Carbamidomethylation of cysteine residues and TMT modification of lysine residues were set as fixed modifications. Methionine oxidation, N-terminal acetylation of proteins and TMT modification of peptide N-termini were set as variable modifications.

Unless stated otherwise, we accepted protein identifications as follows: (i) For single-spectrum to sequence assignments, we required this assignment to be the best match and a minimum Mascot score of 31 and a 10 × difference of this assignment over the next best assignment. Based on these criteria, the decoy search results indicated <1% false discovery rate (FDR). (ii) For multiple spectrum to sequence assignments and using the same parameters, the decoy search results indicated <0.1% FDR. Quantified proteins were required to contain at least 2 unique peptide matches. FDR for quantified proteins was <0.1%. Raw data tables for the chemoproteomics experiments can be found in the Supplementary Tables 5–7.

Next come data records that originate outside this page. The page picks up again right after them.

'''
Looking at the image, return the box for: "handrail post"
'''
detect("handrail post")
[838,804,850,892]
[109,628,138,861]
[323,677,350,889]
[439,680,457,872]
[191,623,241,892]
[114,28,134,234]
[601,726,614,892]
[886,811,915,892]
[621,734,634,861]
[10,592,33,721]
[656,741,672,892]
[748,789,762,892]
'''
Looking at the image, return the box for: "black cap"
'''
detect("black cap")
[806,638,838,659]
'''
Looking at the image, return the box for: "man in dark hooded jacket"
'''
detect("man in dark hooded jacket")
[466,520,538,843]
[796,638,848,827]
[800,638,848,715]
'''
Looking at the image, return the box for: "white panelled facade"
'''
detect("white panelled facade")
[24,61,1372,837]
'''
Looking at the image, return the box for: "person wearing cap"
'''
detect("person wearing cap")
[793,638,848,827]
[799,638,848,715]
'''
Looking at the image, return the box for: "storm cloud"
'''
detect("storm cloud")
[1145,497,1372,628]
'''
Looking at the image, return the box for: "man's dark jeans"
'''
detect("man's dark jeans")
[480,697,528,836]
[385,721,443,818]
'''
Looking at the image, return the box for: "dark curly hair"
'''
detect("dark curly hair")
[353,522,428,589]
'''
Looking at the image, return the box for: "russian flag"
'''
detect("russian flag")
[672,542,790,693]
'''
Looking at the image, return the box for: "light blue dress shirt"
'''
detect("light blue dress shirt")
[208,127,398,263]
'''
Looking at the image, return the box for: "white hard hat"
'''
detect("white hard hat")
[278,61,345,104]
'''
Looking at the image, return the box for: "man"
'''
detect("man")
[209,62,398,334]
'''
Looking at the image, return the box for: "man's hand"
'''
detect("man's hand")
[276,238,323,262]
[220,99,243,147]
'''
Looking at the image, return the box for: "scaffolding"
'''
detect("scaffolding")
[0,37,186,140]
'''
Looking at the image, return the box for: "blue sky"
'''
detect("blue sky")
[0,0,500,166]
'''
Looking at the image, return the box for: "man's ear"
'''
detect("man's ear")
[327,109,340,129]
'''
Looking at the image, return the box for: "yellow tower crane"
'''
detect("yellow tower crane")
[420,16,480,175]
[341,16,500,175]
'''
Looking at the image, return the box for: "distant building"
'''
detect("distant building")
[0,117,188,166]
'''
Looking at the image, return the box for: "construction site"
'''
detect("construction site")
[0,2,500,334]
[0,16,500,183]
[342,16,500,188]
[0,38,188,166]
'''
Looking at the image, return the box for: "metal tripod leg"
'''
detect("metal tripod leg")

I certify that the research using each of the HBS marked above was conducted according to the requirements of POL-GSKF-410 and associated relevant SOPs, and that all related documentation is stored in an approved HBSM database.

The human biological samples were sourced ethically and their research use was in accord with the terms of the informed consents under an IRB/EC approved protocol.